Le lieu : en Sardaigne, un village isolé, immobile, au bord de la mer. Des maisons frustes au creux d'un ravin ; et sur la colline une grande demeure et ses vignes maigres. Une terre aride, un soleil implacable.
Les personnages : des bergers, des paysans et des pêcheurs. Enfermés dans leurs dialectes, étrangers les uns aux autres. Dans la grande maison, plus étrangers encore, Carl-Gustaf Enquist, un brillant archéologue suédois, retiré là depuis une dizaine d'années avec sa femme, Freya, dangereusement belle et indifférente et leur fils Mikaël. Retraite étrange, passive, interrompue seulement par la visite chaque été d'un ancien élève d'Enquist – celui qui parle ici.

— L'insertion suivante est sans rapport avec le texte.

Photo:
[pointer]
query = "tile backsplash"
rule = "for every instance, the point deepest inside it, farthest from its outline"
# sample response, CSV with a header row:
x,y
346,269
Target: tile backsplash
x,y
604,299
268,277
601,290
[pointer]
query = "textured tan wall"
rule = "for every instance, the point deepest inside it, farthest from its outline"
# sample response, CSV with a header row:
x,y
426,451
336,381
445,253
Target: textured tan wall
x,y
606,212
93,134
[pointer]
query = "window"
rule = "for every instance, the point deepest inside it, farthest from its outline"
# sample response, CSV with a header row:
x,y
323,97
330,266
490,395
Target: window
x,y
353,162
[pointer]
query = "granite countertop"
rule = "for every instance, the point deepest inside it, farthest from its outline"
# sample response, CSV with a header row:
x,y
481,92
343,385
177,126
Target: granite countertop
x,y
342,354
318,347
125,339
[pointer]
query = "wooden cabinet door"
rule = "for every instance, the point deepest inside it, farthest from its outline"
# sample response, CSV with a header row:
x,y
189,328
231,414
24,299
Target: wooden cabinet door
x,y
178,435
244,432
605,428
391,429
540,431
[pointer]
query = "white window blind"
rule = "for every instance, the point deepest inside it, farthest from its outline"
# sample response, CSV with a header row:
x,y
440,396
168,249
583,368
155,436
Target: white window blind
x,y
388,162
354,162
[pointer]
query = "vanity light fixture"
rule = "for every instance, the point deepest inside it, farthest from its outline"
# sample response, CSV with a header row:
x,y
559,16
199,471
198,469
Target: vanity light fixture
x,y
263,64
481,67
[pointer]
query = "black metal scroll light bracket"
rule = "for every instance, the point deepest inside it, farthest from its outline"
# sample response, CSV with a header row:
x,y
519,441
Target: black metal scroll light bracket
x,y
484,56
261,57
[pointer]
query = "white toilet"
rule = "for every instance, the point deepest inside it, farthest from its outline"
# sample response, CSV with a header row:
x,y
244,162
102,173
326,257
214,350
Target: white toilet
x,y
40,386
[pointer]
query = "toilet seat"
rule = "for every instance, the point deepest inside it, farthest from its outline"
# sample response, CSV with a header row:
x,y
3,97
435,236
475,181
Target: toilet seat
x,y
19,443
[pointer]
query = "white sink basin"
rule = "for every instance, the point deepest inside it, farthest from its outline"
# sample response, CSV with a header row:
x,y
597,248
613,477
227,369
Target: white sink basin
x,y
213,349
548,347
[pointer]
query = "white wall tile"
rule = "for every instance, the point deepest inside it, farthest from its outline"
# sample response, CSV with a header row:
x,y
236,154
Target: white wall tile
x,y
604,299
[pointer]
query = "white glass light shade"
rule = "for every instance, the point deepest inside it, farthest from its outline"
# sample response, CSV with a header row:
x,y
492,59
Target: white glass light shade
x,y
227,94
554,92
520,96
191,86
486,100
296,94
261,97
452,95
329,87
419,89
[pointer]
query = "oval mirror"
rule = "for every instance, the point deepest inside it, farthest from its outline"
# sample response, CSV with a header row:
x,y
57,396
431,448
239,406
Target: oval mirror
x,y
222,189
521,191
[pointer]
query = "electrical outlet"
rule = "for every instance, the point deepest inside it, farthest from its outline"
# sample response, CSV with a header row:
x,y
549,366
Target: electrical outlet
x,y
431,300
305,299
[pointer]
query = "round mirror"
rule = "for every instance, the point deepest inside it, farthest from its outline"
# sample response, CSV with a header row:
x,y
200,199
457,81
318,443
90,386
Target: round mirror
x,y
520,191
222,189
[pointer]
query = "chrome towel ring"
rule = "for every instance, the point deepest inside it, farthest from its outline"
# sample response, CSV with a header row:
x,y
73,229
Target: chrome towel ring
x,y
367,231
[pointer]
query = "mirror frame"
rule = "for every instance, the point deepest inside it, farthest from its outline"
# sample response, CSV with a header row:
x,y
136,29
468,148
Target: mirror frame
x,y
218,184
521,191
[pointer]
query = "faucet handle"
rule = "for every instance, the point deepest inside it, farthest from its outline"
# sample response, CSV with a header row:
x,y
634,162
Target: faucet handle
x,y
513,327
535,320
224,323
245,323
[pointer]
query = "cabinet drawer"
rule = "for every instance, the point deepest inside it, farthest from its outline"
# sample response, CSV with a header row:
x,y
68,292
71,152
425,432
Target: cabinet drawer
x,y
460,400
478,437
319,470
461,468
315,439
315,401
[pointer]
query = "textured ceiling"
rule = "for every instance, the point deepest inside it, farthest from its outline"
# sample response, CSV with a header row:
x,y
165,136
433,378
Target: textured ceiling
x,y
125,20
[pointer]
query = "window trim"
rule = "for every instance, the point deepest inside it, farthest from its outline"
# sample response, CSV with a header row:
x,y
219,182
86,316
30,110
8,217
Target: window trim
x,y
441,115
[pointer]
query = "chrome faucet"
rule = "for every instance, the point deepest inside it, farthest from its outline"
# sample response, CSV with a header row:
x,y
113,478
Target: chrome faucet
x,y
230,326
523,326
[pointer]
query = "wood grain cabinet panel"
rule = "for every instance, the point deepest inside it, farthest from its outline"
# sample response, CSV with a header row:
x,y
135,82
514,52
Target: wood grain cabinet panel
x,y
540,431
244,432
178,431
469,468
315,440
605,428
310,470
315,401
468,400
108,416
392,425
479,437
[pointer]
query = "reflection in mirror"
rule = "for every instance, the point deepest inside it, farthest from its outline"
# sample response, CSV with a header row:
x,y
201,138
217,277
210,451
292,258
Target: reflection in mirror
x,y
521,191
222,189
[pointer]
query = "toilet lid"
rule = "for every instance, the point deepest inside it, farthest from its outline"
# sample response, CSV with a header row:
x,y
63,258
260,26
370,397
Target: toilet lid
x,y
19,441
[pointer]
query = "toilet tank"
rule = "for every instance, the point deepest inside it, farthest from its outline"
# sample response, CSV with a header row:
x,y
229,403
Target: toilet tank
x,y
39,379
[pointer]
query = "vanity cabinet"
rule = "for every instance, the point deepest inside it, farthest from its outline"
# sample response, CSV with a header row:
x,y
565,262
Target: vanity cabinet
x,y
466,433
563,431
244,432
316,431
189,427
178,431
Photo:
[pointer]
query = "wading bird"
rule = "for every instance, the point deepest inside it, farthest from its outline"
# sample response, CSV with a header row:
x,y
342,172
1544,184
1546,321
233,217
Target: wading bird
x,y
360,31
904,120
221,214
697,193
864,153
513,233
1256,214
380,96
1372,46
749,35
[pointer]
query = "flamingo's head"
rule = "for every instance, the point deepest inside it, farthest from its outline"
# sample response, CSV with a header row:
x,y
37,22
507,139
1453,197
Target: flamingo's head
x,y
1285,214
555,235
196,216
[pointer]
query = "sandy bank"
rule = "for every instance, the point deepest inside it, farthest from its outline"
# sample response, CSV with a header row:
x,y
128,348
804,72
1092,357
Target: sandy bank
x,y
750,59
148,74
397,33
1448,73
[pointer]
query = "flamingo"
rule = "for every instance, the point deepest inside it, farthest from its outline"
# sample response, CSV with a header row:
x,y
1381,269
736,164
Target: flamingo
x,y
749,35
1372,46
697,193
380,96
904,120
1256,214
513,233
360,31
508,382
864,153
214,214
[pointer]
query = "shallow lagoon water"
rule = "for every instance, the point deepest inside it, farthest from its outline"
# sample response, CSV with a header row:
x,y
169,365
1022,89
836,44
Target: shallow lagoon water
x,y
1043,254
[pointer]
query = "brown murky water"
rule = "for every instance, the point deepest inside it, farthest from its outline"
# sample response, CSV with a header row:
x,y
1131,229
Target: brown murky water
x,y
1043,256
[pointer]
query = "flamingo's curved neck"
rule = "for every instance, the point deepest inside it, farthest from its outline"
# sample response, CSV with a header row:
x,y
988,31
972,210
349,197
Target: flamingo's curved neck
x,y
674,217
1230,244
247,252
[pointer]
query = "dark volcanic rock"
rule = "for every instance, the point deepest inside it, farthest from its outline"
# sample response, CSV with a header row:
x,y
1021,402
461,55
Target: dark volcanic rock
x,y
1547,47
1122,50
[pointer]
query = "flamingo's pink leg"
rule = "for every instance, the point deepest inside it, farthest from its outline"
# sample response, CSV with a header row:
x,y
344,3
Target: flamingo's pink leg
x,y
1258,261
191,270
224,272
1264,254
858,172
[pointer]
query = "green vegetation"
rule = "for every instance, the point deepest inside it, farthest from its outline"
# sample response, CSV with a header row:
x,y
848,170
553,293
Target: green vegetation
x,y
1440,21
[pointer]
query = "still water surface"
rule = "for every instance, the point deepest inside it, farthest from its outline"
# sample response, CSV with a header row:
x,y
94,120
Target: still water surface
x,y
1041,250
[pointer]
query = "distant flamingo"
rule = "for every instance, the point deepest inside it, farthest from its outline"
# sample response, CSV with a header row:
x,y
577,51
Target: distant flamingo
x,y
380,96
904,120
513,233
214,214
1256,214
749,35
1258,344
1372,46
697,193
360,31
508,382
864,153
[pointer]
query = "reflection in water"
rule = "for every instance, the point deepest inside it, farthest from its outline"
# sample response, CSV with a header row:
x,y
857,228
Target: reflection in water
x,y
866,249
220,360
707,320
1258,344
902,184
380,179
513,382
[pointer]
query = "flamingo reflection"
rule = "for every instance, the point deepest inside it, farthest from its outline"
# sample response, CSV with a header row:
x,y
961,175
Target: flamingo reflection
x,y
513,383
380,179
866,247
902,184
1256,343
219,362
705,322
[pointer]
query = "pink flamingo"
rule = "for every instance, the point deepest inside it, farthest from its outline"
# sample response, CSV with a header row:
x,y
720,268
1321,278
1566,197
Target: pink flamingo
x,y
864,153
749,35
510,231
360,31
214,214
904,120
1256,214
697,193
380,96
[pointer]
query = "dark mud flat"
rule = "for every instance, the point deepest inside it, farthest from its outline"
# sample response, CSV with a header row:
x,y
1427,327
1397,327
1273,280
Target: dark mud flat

L'action : dès son arrivée au village, le narrateur a ressenti un malaise. Personne n'est venu, comme à l'accoutumée, l'attendre. A mots couverts, mensongers sans doute, les paysans évoquent les "événements". Dans la maison en désordre, Carl-Gustaf est seul, plongé dans l'inconscience d'un coma éthylique. Autour de lui, des feuillets épars : la lettre d'adieux de Mikaël à son père, un message délirant de Carl-Gustaf à sa femme. Le narrateur commence à lire, et dans sa mémoire les souvenirs – images, répliques, indices presque insignifiants – se lèvent, répondent aux textes déchiffrés ou les éclairent. Le drame naît (renaît) et se déploie depuis ses premiers signes, lointains et flous, jusqu'à sa résolution fatale. Sous le regard, semble-t-il, de ces divinités archaïques dont Carl-Gustaf aimait le sourire impénétrable.
Petru Dumitriu rompt ici avec les décors baroques et les troubles intrigues de l'Europe occidentale. Le lieu est en marge de l'Histoire, l'action respecte l'unité de temps tragique et, dans la clôture du cercle familial, les êtres ne connaissent plus que des passions élémentaires – innocentes et coupables. Un récit dépouillé, exposé dans une lumière crue qui dévoile nos ténèbres essentielles et qui tient le lecteur dans un suspense violent et cruel.